I’ve been on the shitty end of the operations business for a while & I’ve worked with bureaucratic organisations that thrive on presenting numbers to their managers & shareholders. One common thing seems to be moving workloads to the cloud to turn their datacenter liability/upfront costs/payroll to a monthly bill from either Satya Nadella or Jeff Bezos. Apparently the higher ups love this even though it means they’ll end up spending more on a yearly basis.
So here is what I have learnt by migrating virtual machines(& other stuff) a plenty to the clouds[shh don’t do it] & whether you should go for daddy bezos or daddy nadella:
Azure -
There is no real argument against Azure, the virtual machines run great most of the time whether you’re coming from a vmware site or a physical machine. The hyperV hosting gives you great access to the VMs to troubleshoot issues and if you have windows heavy workloads then the sweet discounts make this choice a no brainer. Just don’t stick to your on-prem failsafes, instead embrace the cloud and you will be fine. You can even use free migration using Azure Site Recovery & if you do come across a machine which just won’t migrate, you can always build it new in a few lines of YAML. Azure Active Directory(Entra?) works great out of the box for identity management immediately post migration, no need to mess around with third party identity management.
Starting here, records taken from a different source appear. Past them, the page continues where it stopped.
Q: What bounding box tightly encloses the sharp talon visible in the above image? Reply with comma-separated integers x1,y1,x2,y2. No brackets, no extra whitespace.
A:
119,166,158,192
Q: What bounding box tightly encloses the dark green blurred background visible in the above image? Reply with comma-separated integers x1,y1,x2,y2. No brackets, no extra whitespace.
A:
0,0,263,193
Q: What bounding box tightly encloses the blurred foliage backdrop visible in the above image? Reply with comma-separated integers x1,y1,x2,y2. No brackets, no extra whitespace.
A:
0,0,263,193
Most consultants sell these initial moves to the cloud by promising even greater cost savings in the future by utilising the native services & that is where Azure falls behind the Bezos offerring.
AWS -
Migration is dead simple in AWS & you don’t have to decide between the method you choose for migration. If the port 443 is open you can just migrate freely, unlike Azure which requires you to provision large VMs for compression and encryption in the source environment. There is a heap of support articles available & the community is very active in forums. The backend of an ec2 is who knows what and you will get inconsistent experience with serial console access, so troubleshooting options are extremely limited, if it works it works else go try something else. Windows VMs cost a ton more here, but they work just fine.
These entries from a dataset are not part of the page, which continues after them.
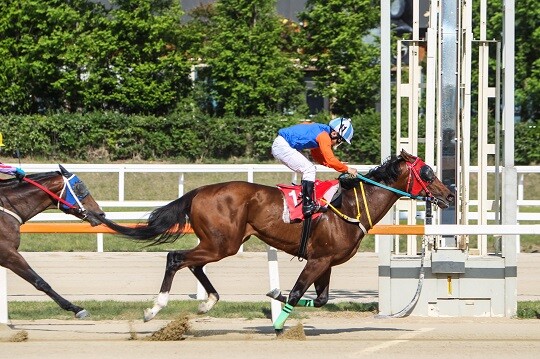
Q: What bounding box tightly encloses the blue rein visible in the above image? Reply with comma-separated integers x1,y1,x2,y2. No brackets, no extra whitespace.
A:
340,174,432,202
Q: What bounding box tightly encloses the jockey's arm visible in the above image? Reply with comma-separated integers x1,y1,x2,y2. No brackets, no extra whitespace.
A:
311,132,349,172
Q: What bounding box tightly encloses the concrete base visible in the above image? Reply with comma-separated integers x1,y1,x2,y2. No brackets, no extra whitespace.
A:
379,255,517,317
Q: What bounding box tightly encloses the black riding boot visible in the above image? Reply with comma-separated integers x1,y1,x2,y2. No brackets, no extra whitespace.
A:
302,181,321,217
After you’re done messing with a identity management system(you’re not sharing keys right?) the path away from just ec2 instances to actually using features of the cloud are much more straightforward. However, this article is just about sticking with IaaS side of the cloud.
If I had to pick one I would go for Azure if all I had to do was migrate some 100 servers & get paid. If I had to go as far as modernizing the workloads into containers & k8s cluster I would go for AWS.